Saturday, October 15, 2011

The Very Definition of a Witch Hunt

From the Ceeb:
Canadian organizers of the so-called Occupy movement are ramping up efforts to rally "against spiritual wickedness in high places" during a global day of action Saturday that now has the backing of at least a couple of major unions, and has put police and businesses on alert.
The virtuous ones aim to root out "wickedness"? Well, don't they always? Surveying past efforts to do so, it's a cinch that it's all going to go swimmingly.

Incidentally, the Ceeb is polling people about their views re the relevance--yay or nay--of "Occupy Bay Street". As of now, nearly 70% of respondents (talk about your motivated voters!) have answered in the affirmative.

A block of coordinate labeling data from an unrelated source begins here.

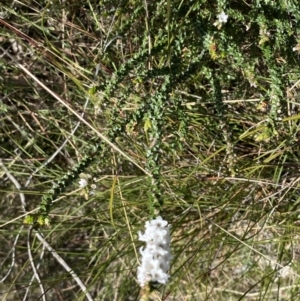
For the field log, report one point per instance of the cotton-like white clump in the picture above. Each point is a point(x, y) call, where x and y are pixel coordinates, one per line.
point(156, 256)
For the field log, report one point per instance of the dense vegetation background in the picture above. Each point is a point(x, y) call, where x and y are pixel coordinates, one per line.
point(160, 108)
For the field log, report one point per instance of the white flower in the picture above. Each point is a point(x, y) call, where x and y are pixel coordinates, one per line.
point(156, 256)
point(82, 183)
point(222, 17)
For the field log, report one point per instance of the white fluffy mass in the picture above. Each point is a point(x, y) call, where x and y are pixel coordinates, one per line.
point(156, 256)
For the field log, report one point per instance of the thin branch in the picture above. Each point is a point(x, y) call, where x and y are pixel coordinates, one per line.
point(40, 237)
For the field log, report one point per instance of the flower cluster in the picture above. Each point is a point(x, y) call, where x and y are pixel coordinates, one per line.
point(156, 256)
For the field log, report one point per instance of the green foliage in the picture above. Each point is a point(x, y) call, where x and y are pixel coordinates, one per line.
point(208, 109)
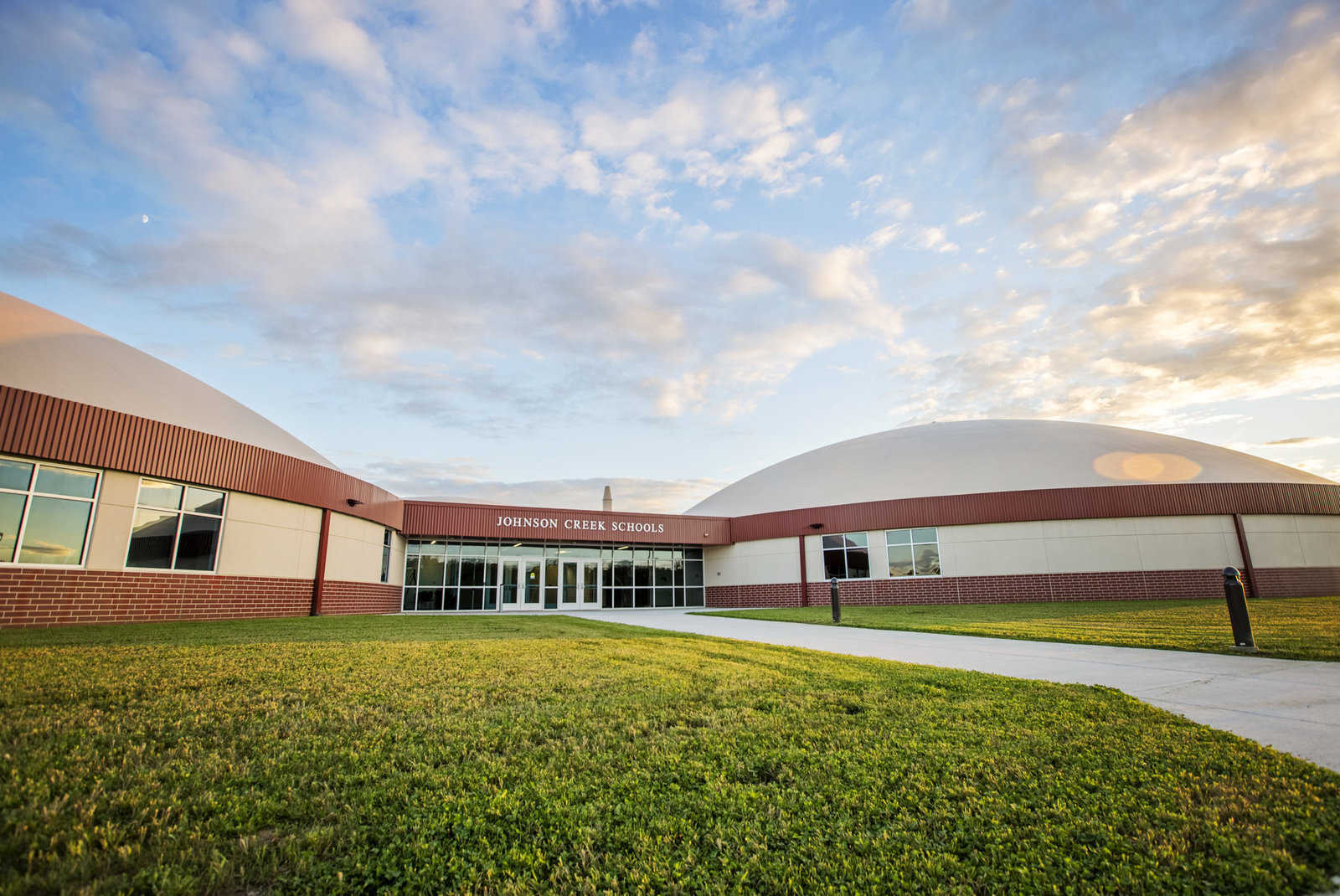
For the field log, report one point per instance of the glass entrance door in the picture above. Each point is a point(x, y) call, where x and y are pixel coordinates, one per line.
point(571, 584)
point(509, 584)
point(580, 584)
point(590, 585)
point(533, 583)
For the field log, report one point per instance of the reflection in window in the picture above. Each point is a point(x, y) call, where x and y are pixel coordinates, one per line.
point(386, 556)
point(46, 512)
point(913, 552)
point(848, 556)
point(178, 527)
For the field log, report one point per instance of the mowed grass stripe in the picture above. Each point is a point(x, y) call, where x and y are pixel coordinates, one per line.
point(556, 754)
point(1284, 627)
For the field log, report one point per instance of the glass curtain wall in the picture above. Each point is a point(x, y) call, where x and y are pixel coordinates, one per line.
point(459, 574)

Update: As always, Mark Steyn puts it into perspective:
Many protesters have told sympathetic reporters that "it's our Arab Spring." Put aside the differences between brutal totalitarian dictatorships and a republic of biennial elections, and simply consider it in economic terms: At the "Occupy" demonstrations, not-so-young college students are demanding that their tuition debt be forgiven. In Egypt, half the population lives in poverty; the country imports more wheat than any other nation on the planet, and the funds to do that will dry up in a couple months' time. They're worrying about starvation, not how to fund half a decade of Whatever Studies at Complacency U.
One sympathizes. When college tuition is $50,000 a year, you can't "work your way through college" – because, after all, an 18-year-old who can earn 50-grand a year wouldn't need to go to college, would he? Nevertheless, his situation is not the same as some guy halfway up the Nile living on $2 a day: One is a crisis of the economy, the other is a crisis of decadence. And, generally, the former are far easier to solve.
True enough, but for the sake of "social justice" and its delusions of "fairness," protesters would be thrilled were everyone forced to live on $2 a day--so long as they could still have their iPhones, that is.

Update: David Solway--reviewing David Horowitz's latest book--offers this gift of wisdom to those wise enough to accept it:
...A Point in Time exposes how the redemptive quest of the “social redeemers” for an earthly paradise leads not to “the kingdom of freedom but the totalitarian state.” The kingdom of freedom is predicated on the assumption of a world beyond this one and a divinity without whom moral conduct has no guarantor. Right action is based upon individual choice to accept the existence of a moral domain that precludes the shedding of blood to attain a collective utopia. At the same time, this higher reality remains just that, an assumption, not an incontestable truth, rendering us — if I may quote Martin Heidegger, an otherwise unlikely authority — unbehaust, unhoused, roofless, insecure. Such is the human situation.